Хельштром был не просто зол… Он был опасен. И Шошанна, в которой всё ещё сохранились остатки инстинкта самосохранения, наконец осознала, что такого, как Дитер Хельштром, дразнить не стоит. А потому, когда немец, плотно прижавшись к ней своим телом, принялся резкими и рваными движениями срывать с неё халат, она не стала противиться. Хотя всё внутри неё буквально кипело от злости, ненависти, отвращения и осознания собственного бессилия.

Дитер не церемонился с Шошанной, разгневанный её «дикарскими» повадками. Оскорблённая гордость, сплетясь с иступлённой похотью и свирепым гневом, вынуждали его проявлять грубость и резкость. Не особо заботясь о желаниях и ощущениях девушки, Хельштром небрежно сорвал с неё халат и бюстгальтер, оставив её практически полностью обнажённой.

Шошанна по-прежнему была повёрнута к нему спиной, однако Хельштрома сей факт, казалось, нисколько не смущал. Наоборот, придавал происходящему оттенки извращённой и дикой игры, в которой руководит и властвует первобытный инстинкт. Хельштром целовал Дрейфус так, как никто и никогда не целовал. Даже Марсель, с которым она делила постель не один раз…
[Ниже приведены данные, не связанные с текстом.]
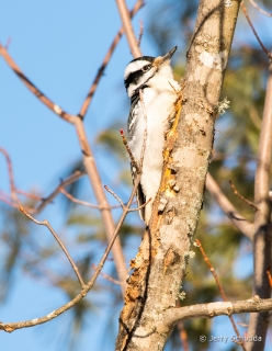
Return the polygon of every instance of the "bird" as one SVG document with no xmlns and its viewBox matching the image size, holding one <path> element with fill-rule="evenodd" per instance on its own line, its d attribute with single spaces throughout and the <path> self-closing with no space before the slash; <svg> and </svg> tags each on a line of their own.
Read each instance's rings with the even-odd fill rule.
<svg viewBox="0 0 272 351">
<path fill-rule="evenodd" d="M 161 181 L 165 135 L 171 127 L 170 115 L 178 98 L 177 92 L 180 91 L 170 66 L 177 48 L 178 46 L 174 46 L 165 56 L 137 57 L 126 66 L 124 73 L 126 92 L 131 99 L 127 144 L 137 162 L 140 161 L 145 129 L 147 131 L 140 181 L 136 192 L 139 207 L 151 199 L 146 206 L 139 208 L 139 216 L 147 226 Z M 133 163 L 131 170 L 134 181 L 136 168 Z"/>
</svg>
Губы немца, на которых всё ещё остались кровавые разводы, настойчиво скользили по её шее, а язык оставлял влажный и горячий след на коже… Хельштром играл с Шошанной, оттягивая момент неизбежного, вынуждая думать, что он сменил гнев на милость. Однако, стоило только ей потерять бдительность хотя бы на доли секунды, как эсэсовец впивался ей в шею болезненным и долгим поцелуем, принимаясь покусывать и посасывать чувствительную и нежную кожу.

От столь контрастных ласк, одновременно грубых и страстных, Шошанна буквально разрывалась на части, одна из которых требовала продолжения этой извращённой любовной игры, другая же приказывала бороться до победного конца и не отдаваться проклятому фашисту. Но как бы ни был настойчив голос рассудка, подпитываемый испепеляющей ненавистью ко всем, носящим форму СС, девушка с каждой секундой всё более и более поддавалась влиянию Хельштрома. Вот только манили и привлекали её отнюдь не нежность и сладость прикосновений — их попросту не было — но грубость и резкость, что скользили на тонкой грани с болью…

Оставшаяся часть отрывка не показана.